すると、予選落ち続きだった今季のキジーアとは別人のようなプレーを初日から披露。スムーズにセットアップできるようになり、グッドショットを連発した。パットも絶好調になり、リーダーボードを駆け上っていった。
それが、メンタルコーチが言った「大地や木々からもらったパワー」のおかげなのかどうかは、神のみぞ知るところではある。だが、「パワーを得た」と信じたことで、本当にパワーが湧き出し、そうやって彼の中でポジティブな連鎖が起こったのではないかと、私にも思える。

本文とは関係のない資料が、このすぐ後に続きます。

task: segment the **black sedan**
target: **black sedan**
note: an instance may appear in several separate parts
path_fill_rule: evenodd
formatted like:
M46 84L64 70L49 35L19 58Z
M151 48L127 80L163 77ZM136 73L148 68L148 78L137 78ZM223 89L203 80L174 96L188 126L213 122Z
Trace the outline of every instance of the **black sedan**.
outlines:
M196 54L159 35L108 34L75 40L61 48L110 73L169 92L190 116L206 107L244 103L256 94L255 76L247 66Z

レギュラーシーズンの負の連鎖を見事に断ち切り、6年8カ月1日ぶりに勝利を挙げて、通算3勝目を飾ったキジーアのフェデックスカップ・ランキングは132位から一気に70位へジャンプアップした。
「ワラをもつかむ想いで、必死に取り組んできたことが報われた。とてもいい気分だ。ゴルフが、とても楽しい」
そんなキジーアのカムバック優勝は、見ていた人々にとっても、とても楽しいゴルフだったに違いない。少なくとも私は、とてもエンジョイさせていただいた。